Para honrar la memoria de José Antonio Martínez, la municipalidad santaneca decidió bautizar una escuela de niñas con su nombre, la cual instaló en una antigua fábrica construida en 1926 y considerada parte del patrimonio cultural edificado de la ciudad. Allí, cada 6 de agosto, en conmemoración del aniversario natal del querido profesor Chepe, se desarrollaba una solemne ceremonia de recuerdo y homenaje, pero la misma decayó con el paso de los años hasta desaparecer.

En marzo de 1963, en la Escuela de Varones Tomás Medina (hoy Centro Escolar Experimental Tomás Medina, colonia El Palmar) se efectuó una ceremonia para bautizar su biblioteca escolar y sus distintos salones de clases. Para las aulas fueron escogidos los nombres de importantes escritores y educadores nacionales, vivos y muertos, como el profesor Martínez, José Valdés, Francisco Gavidia, Alberto Masferrer, Salarrué –quien obsequió un lote de libros-, Oswaldo Escobar Velado, Serafín Quiteño, Alfredo Espino, Arturo Ambrogi, Saúl Flores y Juan Ramón Uriarte.
Por ahora, el centro escolar con que soñó José Antonio Martínez está en silencio, porque no alberga estudiantes. Situada en el no. 10 de la 4ª. calle oriente (entre la 1ª y 3ª avenidas norte, frente a la Escuela Leopoldo Núñez, en una manzana en las cercanías de la Catedral santaneca), su sede comenzó a ser intervenida por la Dirección de Obras Municipales desde el 9 de septiembre de 2023, como parte del proyecto de reforma Mi Nueva Escuela.

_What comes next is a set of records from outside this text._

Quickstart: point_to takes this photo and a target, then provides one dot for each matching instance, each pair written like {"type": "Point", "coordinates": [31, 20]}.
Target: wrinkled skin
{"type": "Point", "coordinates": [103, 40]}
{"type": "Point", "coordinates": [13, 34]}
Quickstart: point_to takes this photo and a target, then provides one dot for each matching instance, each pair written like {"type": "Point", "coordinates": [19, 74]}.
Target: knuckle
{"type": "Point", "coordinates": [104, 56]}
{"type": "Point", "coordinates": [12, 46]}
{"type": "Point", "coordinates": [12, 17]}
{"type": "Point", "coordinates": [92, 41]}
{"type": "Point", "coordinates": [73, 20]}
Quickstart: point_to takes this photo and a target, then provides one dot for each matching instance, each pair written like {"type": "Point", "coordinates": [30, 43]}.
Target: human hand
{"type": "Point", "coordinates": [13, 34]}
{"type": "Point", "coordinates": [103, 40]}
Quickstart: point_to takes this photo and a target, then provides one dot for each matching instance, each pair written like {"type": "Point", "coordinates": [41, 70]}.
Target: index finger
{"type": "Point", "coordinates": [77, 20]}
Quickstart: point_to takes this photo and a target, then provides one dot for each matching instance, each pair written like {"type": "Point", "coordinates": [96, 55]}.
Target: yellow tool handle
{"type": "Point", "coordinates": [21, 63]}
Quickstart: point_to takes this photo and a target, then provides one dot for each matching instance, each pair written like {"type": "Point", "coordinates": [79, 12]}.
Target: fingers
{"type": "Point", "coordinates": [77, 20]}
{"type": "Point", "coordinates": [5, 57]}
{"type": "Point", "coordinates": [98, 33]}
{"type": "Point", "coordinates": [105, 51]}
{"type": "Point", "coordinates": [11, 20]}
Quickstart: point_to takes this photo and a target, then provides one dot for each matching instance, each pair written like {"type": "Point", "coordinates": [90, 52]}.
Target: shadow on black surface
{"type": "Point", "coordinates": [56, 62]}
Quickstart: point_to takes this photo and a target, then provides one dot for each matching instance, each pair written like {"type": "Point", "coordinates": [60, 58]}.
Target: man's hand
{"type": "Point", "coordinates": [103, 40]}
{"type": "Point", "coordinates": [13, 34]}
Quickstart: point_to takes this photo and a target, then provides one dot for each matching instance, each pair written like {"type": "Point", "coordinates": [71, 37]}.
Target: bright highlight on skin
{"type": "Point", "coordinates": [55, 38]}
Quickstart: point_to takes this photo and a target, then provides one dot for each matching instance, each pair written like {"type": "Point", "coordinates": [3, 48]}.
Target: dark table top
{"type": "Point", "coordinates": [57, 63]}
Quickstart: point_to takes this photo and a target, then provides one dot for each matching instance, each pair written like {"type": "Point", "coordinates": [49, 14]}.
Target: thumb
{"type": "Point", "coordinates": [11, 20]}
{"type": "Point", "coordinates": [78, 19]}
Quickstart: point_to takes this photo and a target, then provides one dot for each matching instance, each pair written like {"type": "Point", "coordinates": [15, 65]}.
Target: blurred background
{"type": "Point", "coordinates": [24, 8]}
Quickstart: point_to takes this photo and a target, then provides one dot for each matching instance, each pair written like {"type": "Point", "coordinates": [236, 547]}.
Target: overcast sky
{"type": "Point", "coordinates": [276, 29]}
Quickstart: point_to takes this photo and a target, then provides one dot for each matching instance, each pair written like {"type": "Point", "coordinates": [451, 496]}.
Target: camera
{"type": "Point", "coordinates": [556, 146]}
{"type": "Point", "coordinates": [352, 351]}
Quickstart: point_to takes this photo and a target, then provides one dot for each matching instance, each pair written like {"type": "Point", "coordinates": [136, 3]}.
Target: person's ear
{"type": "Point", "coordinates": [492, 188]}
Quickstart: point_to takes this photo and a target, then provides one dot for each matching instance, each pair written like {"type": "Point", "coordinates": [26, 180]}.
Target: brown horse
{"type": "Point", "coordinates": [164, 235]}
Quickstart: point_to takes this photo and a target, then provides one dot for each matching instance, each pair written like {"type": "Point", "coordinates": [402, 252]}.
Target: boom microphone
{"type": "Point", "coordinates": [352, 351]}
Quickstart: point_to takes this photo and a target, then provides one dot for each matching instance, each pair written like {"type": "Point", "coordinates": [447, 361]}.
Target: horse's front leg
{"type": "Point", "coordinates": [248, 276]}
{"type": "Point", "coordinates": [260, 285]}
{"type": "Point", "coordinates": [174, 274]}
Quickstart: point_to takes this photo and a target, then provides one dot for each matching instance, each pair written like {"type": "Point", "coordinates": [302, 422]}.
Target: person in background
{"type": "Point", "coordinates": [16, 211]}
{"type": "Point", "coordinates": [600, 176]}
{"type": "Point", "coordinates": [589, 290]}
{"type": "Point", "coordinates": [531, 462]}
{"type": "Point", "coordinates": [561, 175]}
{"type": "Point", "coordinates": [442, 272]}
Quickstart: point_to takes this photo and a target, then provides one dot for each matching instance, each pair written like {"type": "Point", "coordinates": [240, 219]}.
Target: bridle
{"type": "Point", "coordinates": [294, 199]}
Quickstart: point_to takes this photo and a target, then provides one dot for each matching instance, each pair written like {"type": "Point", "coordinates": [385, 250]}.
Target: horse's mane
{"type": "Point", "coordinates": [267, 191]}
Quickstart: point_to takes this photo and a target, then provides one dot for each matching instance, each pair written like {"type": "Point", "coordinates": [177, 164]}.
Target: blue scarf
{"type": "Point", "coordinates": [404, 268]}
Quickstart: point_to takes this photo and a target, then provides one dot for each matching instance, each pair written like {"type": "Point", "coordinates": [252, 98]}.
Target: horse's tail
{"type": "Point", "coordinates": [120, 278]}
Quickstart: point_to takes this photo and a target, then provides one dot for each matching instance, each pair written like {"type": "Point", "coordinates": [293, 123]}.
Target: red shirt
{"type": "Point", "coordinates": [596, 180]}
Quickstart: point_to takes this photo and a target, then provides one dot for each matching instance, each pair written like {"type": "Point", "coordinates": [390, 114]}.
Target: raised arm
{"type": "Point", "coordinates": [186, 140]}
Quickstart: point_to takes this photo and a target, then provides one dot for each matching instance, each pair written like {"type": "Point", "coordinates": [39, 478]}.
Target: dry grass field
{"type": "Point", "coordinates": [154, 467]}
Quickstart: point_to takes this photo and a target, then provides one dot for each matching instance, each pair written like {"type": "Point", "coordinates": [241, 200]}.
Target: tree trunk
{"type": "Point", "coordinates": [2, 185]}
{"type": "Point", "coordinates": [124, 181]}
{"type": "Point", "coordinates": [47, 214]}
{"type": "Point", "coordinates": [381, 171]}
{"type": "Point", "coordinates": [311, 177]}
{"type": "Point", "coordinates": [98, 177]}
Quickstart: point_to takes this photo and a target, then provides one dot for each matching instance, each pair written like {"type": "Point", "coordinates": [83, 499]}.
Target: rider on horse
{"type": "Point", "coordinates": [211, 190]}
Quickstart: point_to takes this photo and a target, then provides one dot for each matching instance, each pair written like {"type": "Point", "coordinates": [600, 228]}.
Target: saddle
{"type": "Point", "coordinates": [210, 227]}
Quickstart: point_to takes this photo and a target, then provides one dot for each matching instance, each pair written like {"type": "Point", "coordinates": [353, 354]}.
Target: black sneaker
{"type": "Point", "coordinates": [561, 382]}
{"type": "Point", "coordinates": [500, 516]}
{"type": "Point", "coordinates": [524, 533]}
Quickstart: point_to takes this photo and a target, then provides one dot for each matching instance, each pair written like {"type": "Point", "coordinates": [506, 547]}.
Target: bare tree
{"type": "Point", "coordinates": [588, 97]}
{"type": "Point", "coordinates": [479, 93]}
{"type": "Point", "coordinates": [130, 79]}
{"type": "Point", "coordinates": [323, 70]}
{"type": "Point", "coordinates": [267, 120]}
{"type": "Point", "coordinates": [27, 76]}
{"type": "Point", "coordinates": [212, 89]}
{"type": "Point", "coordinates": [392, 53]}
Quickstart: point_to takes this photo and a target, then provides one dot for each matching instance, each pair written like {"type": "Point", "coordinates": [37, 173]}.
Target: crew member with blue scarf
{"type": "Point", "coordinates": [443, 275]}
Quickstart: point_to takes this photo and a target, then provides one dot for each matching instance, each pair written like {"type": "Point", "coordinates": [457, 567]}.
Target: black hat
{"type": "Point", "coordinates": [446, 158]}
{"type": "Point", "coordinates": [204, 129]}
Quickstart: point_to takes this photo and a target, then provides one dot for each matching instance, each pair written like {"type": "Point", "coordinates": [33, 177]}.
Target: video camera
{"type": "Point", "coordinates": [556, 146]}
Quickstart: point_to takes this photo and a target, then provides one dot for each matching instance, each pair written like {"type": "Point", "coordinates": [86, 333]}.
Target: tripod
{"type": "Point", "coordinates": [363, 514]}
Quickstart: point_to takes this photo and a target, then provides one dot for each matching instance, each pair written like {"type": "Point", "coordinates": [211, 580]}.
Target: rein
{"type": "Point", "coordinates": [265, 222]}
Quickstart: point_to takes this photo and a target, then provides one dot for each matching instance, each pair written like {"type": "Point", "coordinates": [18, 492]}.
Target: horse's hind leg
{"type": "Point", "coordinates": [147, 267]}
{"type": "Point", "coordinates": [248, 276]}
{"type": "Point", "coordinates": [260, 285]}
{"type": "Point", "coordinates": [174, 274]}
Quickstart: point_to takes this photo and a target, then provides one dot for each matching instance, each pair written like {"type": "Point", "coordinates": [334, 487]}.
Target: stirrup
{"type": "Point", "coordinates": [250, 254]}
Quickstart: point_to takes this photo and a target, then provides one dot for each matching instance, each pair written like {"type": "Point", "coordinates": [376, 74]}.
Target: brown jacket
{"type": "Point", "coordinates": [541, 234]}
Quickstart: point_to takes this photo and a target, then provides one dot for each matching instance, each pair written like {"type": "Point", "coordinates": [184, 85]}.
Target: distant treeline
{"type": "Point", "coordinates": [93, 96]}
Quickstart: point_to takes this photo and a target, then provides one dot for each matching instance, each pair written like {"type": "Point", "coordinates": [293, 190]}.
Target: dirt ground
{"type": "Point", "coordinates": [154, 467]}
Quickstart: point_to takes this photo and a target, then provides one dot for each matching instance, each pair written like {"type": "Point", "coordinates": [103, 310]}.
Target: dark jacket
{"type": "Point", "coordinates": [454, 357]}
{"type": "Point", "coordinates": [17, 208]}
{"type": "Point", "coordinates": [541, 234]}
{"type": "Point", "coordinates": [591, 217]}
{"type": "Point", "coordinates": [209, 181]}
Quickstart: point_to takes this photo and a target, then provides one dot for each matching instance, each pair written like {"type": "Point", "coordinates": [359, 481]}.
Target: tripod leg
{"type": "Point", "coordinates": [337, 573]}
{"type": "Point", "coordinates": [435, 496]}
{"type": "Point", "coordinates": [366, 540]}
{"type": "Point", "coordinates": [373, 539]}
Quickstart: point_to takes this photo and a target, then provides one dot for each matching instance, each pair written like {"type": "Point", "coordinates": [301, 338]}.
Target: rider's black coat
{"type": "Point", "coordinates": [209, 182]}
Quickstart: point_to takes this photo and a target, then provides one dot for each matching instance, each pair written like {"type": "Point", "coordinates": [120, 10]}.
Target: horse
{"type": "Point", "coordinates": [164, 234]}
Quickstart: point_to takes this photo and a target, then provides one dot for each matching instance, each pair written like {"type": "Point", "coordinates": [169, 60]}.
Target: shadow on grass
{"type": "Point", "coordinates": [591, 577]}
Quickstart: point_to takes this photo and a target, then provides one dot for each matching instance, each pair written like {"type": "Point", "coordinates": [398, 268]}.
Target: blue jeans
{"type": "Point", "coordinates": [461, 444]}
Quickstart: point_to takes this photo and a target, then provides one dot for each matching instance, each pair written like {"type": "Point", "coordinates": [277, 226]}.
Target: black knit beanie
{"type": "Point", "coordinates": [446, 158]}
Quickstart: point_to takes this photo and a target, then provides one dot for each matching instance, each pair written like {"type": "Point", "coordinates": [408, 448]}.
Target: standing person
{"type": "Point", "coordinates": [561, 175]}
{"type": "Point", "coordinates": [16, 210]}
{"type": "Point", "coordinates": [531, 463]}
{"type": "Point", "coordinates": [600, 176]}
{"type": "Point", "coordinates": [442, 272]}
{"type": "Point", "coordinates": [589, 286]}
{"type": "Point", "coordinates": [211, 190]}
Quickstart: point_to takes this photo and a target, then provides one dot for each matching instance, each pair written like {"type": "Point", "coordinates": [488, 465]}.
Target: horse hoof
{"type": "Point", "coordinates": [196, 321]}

Con un presupuesto inicial estimado de 800,000 dólares, para fines de septiembre de 2024 llevaba un 55% de avance en las obras, con un desembolso estimado en 600,000 dólares.
En su Odisea, el aeda Homero indica que la diosa Palas Atenea le ordena al joven Telémaco que busque a su padre Ulises y que “si oyes que ha muerto y que ya no vive, regresa enseguida a tu tierra patria, levanta una tumba en su honor y ofréndale exequias en abundancia”. Cuando casi se cumple el 80 aniversario del asesinato del profesor Martínez y de su compañero de viaje Calderón Vides, es de justicia pensar en rehabilitar su escuela soñada, pero también sería oportuno dotarla del carácter experimental e innovador que él buscó en vida. Además, no estaría fuera de contexto buscar su tumba y también restaurarla, para que la conozcan las presentes y futuras generaciones de estudiantes de la ciudad santaneca. Así le rendirían el mejor homenaje a un educador que luchó por la liberación a través de las aulas, en batalla abierta contra las diversas formas de la ignorancia y del control del pensamiento.
DEDICATORIA
El autor dedica este texto a cada una de las personas integrantes de la Asociación de Patrimonio Cultural de Santa Ana (Apaculsa), en reconocimiento y agradecimiento por sus cuatro décadas de tesonera labor en defensa, investigación y promoción de la cultura santaneca, edificada y documental.